Expansion 1 happens for all data without xarray/zarr/dask (which can potentially be sped up or make more efficient?). After that, if we take note of the shape of variables in self.ping_data_dict["angle"][ch_id] for each ch_id , we would know exactly whether or not expansion 2 is needed. There, we can decide what is the strategy to use to write to the zarr store -- can we append sequentially along segments of ping_time since we know all the pings are same length? and for the channels that lack any data at all, creating a NaN slice for each sections (along ping_time segments) would likely let us hover under the memory limit.

@lsetiawan and I have done some investigation and determined a clean path forward.

leewujung commented 11 months ago

Notes while going through code:

Here I use the file test_data/ek60/L0003-D20040909-T161906-EK60.raw. For more info about this file, see my previous investigation here and here.

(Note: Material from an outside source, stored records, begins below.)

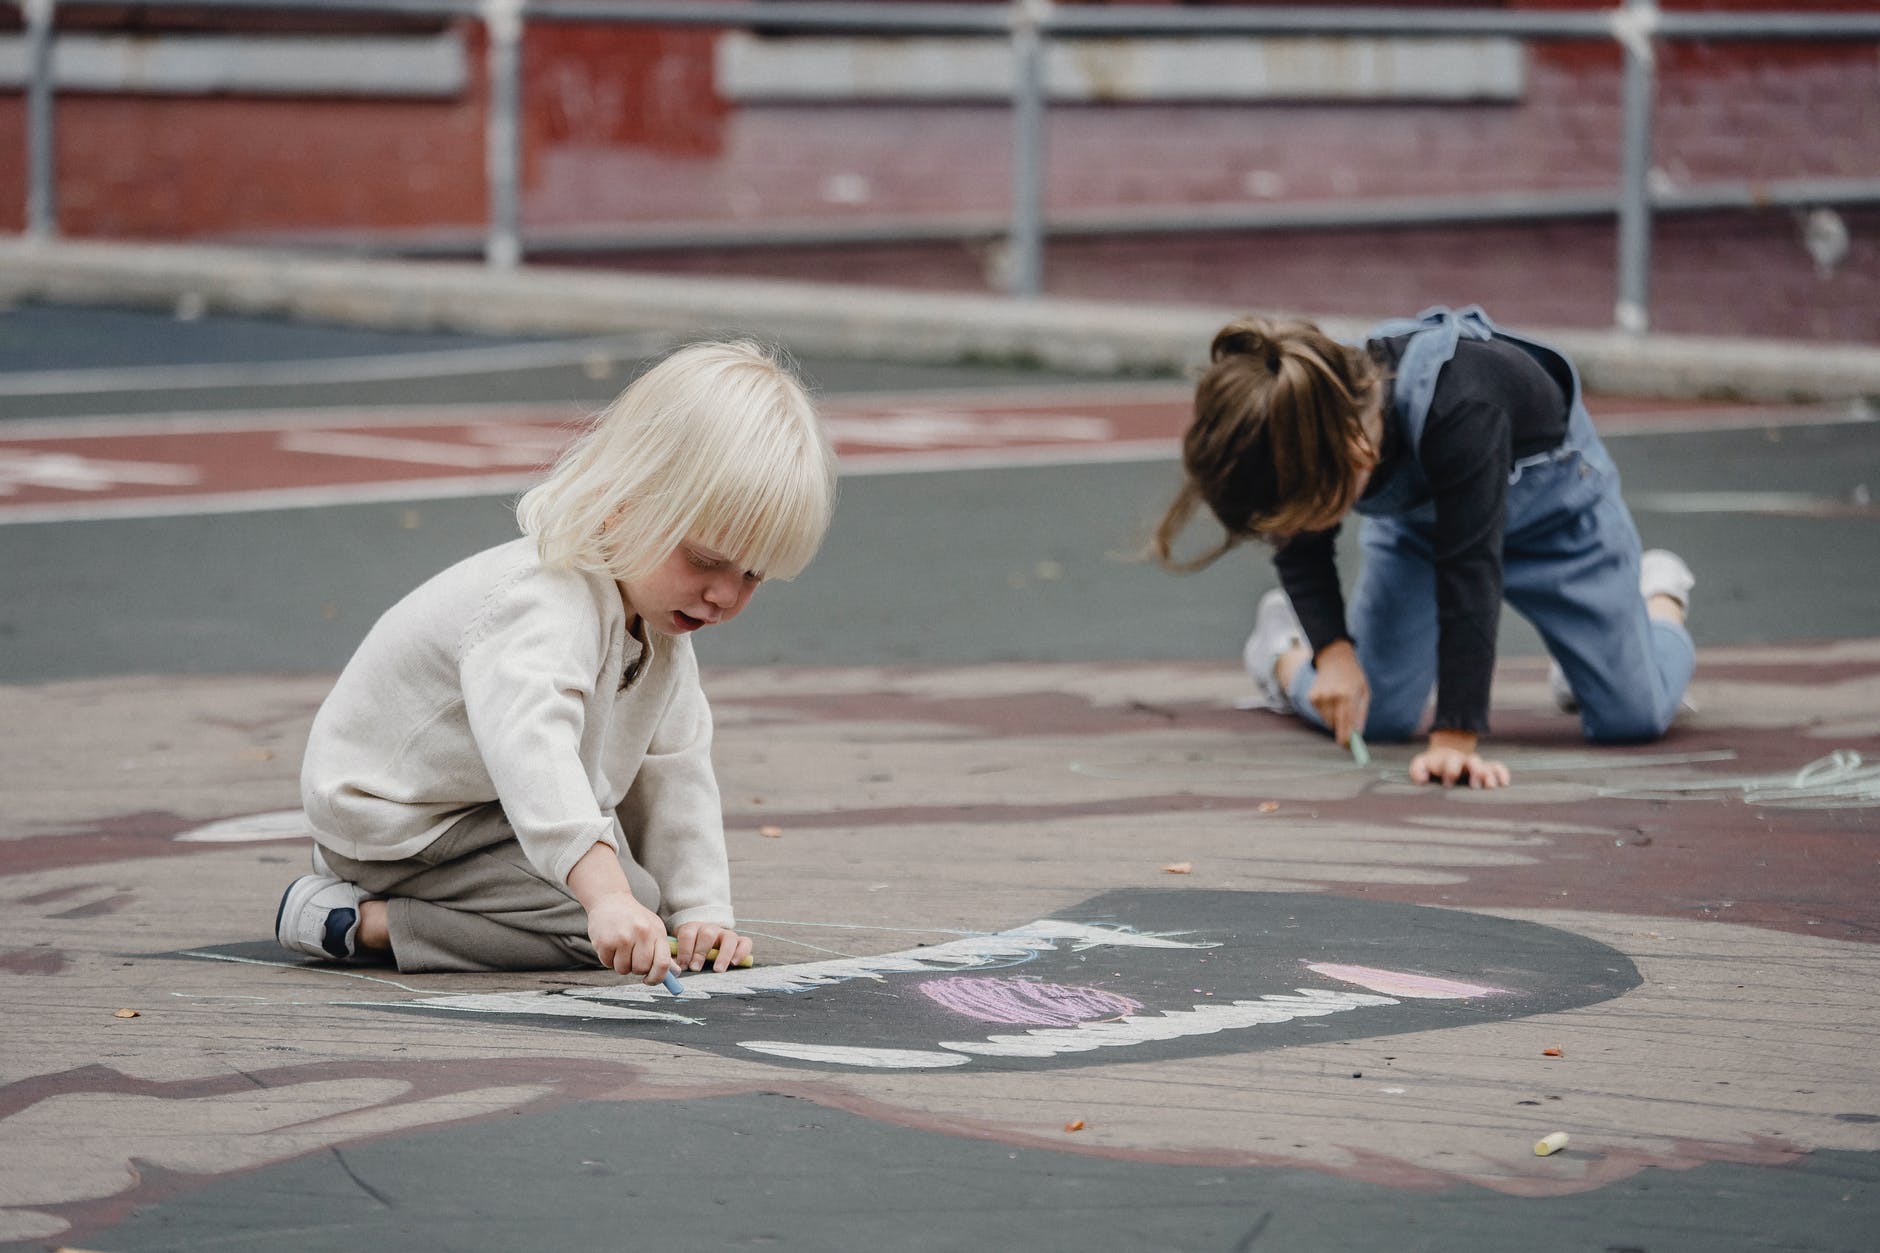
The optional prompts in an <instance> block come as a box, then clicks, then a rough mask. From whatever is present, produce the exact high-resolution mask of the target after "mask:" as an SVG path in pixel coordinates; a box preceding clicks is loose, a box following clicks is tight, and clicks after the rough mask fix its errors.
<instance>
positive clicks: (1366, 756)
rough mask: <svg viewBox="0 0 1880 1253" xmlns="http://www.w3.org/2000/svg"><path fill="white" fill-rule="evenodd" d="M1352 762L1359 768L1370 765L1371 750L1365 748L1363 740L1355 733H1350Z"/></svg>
mask: <svg viewBox="0 0 1880 1253" xmlns="http://www.w3.org/2000/svg"><path fill="white" fill-rule="evenodd" d="M1352 760H1354V762H1357V764H1359V766H1369V764H1371V749H1367V747H1365V738H1363V736H1359V734H1357V732H1352Z"/></svg>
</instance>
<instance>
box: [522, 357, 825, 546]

I "short-circuited" _append_channel_ping_data to force saving all parsed data to under parser.ping_data_dict (as recommended below), just so that I can see how things look easily, and create a mock data generator. This quick patch type of change is here (I think we should completely remove zarr_vars and associated stuff): https://github.com/leewujung/echopype/commit/e2a002996f3dafebf6d668e9b16df853330b5345

lsetiawan commented 9 months ago

This Issue is related to #966